The park is named after the River Kelvin which runs through it. The river is an important wildlife corridor in this part of the city and its route is followed by the Kelvin Walkway. A number of bridges over the river are sited within the park.

Queen's Park

Situated on the south side of the city of Glasgow, in Scotland, Queen's Park lies approximately two miles from the city centre, and can refer both to the park itself, the adjacent residential district, or the football team Queen's Park F.C.

The park was developed in the late 19th century in response to the increasing population density of Glasgow in general, and the South Side in particular, with the growth of tenement housing supplying the increased demand for middle-class homes. Victorian Glasgow took the provision of open spaces extremely seriously, with the result that parks such as Queen's Park sprang up across the city.
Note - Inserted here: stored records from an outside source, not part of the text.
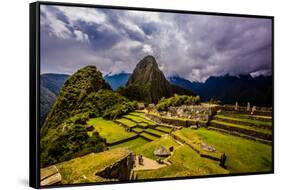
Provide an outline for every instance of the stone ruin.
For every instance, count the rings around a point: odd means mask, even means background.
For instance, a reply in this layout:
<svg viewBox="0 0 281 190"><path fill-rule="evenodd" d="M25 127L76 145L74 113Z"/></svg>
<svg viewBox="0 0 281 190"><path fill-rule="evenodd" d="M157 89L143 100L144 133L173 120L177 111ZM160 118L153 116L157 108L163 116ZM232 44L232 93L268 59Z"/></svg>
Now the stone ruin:
<svg viewBox="0 0 281 190"><path fill-rule="evenodd" d="M209 121L216 112L214 107L206 105L182 105L179 107L170 106L167 112L161 112L161 116L187 118L192 120Z"/></svg>
<svg viewBox="0 0 281 190"><path fill-rule="evenodd" d="M153 154L155 156L161 156L161 157L168 157L171 155L170 151L167 150L164 146L161 146L159 149L155 150Z"/></svg>
<svg viewBox="0 0 281 190"><path fill-rule="evenodd" d="M204 142L201 142L200 143L200 147L203 149L203 150L206 150L206 151L209 151L209 152L215 152L216 151L216 148L215 147L212 147L210 145L207 145L206 143Z"/></svg>
<svg viewBox="0 0 281 190"><path fill-rule="evenodd" d="M137 103L137 109L138 110L143 110L144 108L145 108L144 103L142 103L142 102Z"/></svg>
Today the park is still thriving, used by many thousands of people annually, and remains a focal point for the people of the South Side of Glasgow, and beyond.

Victoria Park

Victoria Park is situated in the West of the city and features a pond, gardens, sports pitches and the Fossil Grove Museum. The Fossil Grove is the remains of a 330 million year old forest, and has been designated a Site of Special Scientific Interest by Scottish National Heritage. The fossilised tree stumps were unearthed in 1887 during landscaping work. Today the area is displayed in a specially constructed building with viewing platform.

People's Palace Glasgow

The People's Palace remains one of those great places to while away a Sunday afternoon. Check out how the working class of Glasgow used to live, then wander across the road to the trendy flats of Glasgow's Homes for the Future. The square at St Andrew's church is well worth a visit to see what can be done with old housing stock and a fantastic old church when you throw some public money at them. Trendy coffee bars abound, yards from where Glaswegians used to hang their felons. (Glasgow Green) The only hanging you are likely to see will be in one of the coffee shops or art galleries where many of Glasgow's aspiring young artists display their work.

Bellahouston Park

Bellahouston is a residential suburb in the southwest of the Scottish city of Glasgow. It borders Govan, Cardonald, Mosspark and Craigton. The Glasgow Empire Exhibition of 1938 was held in Bellahouston Park and attracted over 13 million people.

On the 1st of June 1982, Bellahouston Park was visited by Pope John Paul II as part of his Scottish tour. Almost 300,000 people turned up to hear him perform Mass.

Bellahouston Park also contains the the Palace of Arts Sports for Excellence Centre and the House for an Art Lover by world renowned architect, Charles Rennie Mackintosh.